In Network, Peter Finch as Howard Beale implored us to “go to your windows, open them and stick your head out and yell – ‘I’m as mad as hell and I’m not going to take this anymore!'”
What follows is the 21st century email equivalent…
To: Fastway Couriers, Sydney
Dear Sir or Madam,
Good morning. I would like to draw your attention to the valuable lesson I learned this morning about your service and those who provide it.
When leaving my home at 9.10am this morning to drive my ten year old son to school I was surprised to find a Fastway Courier van (registration number REDACTED) parked in my driveway. My first reaction was of slight excitement: “Oh joy,” I thought “I am having a parcel delivered to my home!” This however was not the case. There was no sign of the driver anywhere on my premises and my excitement at this possible delivery was fast becoming growing frustration at not being able to get out of my driveway and making my own dellivery – to whit getting my afore-mentioned son to his school.
Upon closer inspection of the Fastway Couriers van, I noticed the driver had left his Fastway Couriers ID badge hanging from his rearview mirror. The name on the badge, easily read through the windscreen, was “Nick”. When I went to have another look around my property once again to see if I could find “Nick”, “Nick” came jogging up the street from a neighbouring residence, resplendent in his Fastway Couriers shirt. I am unsure which residence he was making his delivery to, suffice it to say it was not mine so I was somewhat confused as to why my driveway was being used as a parking spot. Even more so when there was a perfectly good parking spot right next to it on the street.
As “Nick” jumped into his Fastway Courier van, I called out to him: “Excuse me mate! Can you not park in my driveway. I’m trying to get my son to school.”
“Nick” responded in a way that I felt I should share with you as he is a member of your company and as such I thought you might like to know what how he is representing you in public. His answer was, and please excuse the language but these are his words:
“Fuck you! I’m doing a fucking job!”
Charming! When I then pointed out that there was a perfectly good parking spot right next to my driveway, “Nick” countered with a hearty “Fuck off!” over the roar of the engine of his Fastway Courier van as he tore out of my driveway and up the street. I can see why “Nick” is driving and not working in your PR department.
What is most disappointing about this incident is not the inconvenience that “Nick” and his Fastway Couriers Van caused my son and I (Oh yes! He was late for school. Thanks for that.). What is most galling is the fact that “Nick”, the driver of the Fastway Courier van couldn’t care less about my inconvenience and in fact thought it unreasonable for me to point out:
a. That my driveway isn’t a parking spot and,
b. Maybe he should use the parking spot not three metres away.
I understand that “Nick” has a “fucking job” to do and that is time-specific. However, as a parent I also have a time specific job to do, especially on a school morning. I might have been happy to let it slide, but “Nick” didn’t even think that his inconveniencing of others was even worthy of an apology.
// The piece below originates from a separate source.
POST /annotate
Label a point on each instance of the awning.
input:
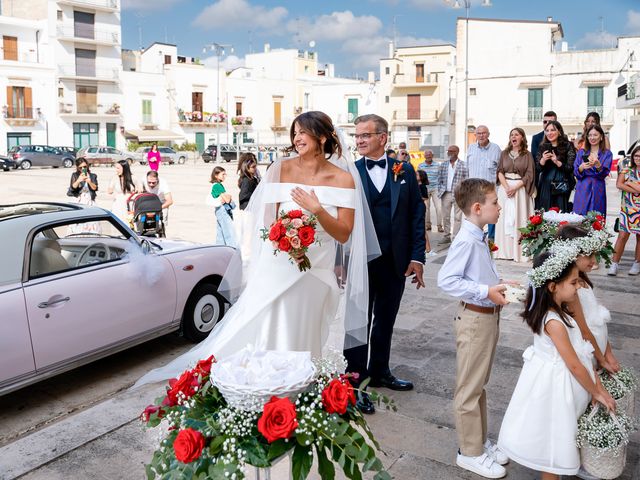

It seems that for “Nick”, his convenience and that of Fastway Couriers is paramount over everybody else and anybody who questions this is open to abuse.
As such I am writing this email to you informing you of your driver’s conduct and also to let you know that I am going to conduct a little public relations experiment of my own. I am posting this to all my social media contacts (sans the rego number, of course) to let them know the kind of service they can expect if they use Fastway Couriers, and especially if they get “Nick” as their driver. I’m sure they will find it most reassuring that Fastway Couriers and “Nick” won’t let little things like common courtesy, good grace, or trespass laws stand in the way of having their packages delivered. And rest assured I’ve got quite a few friends online and they love sharing feel-good stories like this.
I hope this doesn’t inconvenience you too much.